Testing accuracy requires gathering rejection rates and failure modes to tune precision. That’s essential upfront. Teams need to revisit configuration frequently early on (weekly or bi-weekly), then continuously as patterns stabilize (monthly or quarterly). The data should inform where the tool fits in review flow, not become the workflow itself.
You’re ready to shift from testing to production architecture when acceptance rates stabilize around 70-75%, false positive patterns become clear (broad architecture suggestions vs. specific security checks), and high-confidence patterns emerge (SQL injection, missing validation). You’re stuck in permanent testing if closure times remain elevated at 2+ hours overhead, authors keep addressing bot feedback before human review starts, recursive loops persist (“with each fix, a new review is generated”), and the tool continues commenting on every PR during review.
The shift means moving high-confidence checks to pre-merge gates, surfacing low-confidence findings as optional suggestions, and dropping patterns that generate noise.

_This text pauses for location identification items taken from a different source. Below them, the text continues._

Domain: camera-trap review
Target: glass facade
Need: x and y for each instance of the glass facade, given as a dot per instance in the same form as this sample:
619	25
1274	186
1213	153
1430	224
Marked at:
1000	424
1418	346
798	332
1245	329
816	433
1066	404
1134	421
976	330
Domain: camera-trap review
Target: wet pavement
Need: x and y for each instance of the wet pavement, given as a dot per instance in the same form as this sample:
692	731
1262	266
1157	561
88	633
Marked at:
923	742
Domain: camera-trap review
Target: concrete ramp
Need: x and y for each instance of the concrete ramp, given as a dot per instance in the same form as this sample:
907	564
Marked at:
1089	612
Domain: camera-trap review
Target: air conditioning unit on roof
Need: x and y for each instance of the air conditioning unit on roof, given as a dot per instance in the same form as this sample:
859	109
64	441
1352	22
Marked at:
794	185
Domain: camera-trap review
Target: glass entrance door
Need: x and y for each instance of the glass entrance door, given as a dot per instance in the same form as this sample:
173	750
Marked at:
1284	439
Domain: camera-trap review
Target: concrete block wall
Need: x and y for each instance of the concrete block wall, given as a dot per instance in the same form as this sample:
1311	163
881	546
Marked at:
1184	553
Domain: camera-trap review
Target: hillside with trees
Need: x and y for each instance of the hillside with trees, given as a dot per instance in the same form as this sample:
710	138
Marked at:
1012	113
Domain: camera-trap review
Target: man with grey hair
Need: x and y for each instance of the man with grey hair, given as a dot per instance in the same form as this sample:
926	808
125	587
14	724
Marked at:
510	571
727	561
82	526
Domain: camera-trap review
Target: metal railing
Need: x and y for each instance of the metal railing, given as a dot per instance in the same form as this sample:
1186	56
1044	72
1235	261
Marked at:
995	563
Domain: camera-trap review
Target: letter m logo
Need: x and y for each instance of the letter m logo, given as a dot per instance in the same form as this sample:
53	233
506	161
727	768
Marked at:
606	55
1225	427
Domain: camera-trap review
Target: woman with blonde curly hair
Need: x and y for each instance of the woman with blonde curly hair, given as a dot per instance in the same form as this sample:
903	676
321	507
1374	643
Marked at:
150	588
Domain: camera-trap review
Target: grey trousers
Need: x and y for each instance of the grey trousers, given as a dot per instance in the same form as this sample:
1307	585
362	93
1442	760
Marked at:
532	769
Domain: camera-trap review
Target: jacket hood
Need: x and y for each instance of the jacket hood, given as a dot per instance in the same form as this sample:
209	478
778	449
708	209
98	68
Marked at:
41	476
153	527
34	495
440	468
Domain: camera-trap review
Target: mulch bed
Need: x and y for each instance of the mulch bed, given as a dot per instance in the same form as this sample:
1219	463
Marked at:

The bottleneck from AI code persists—higher arrival rates, harder reviews, biological ceilings on capacity. AI review as currently deployed doesn’t solve this. It just moves the queue to a different layer.
The question isn’t whether AI review works. It’s how you’re using it: whether you’re still gathering accuracy data or actually using the tool to filter load. The removal test I mentioned above makes this concrete. If reviews move faster without more bugs escaping to production, you’re paying for testing theater, not architectural value.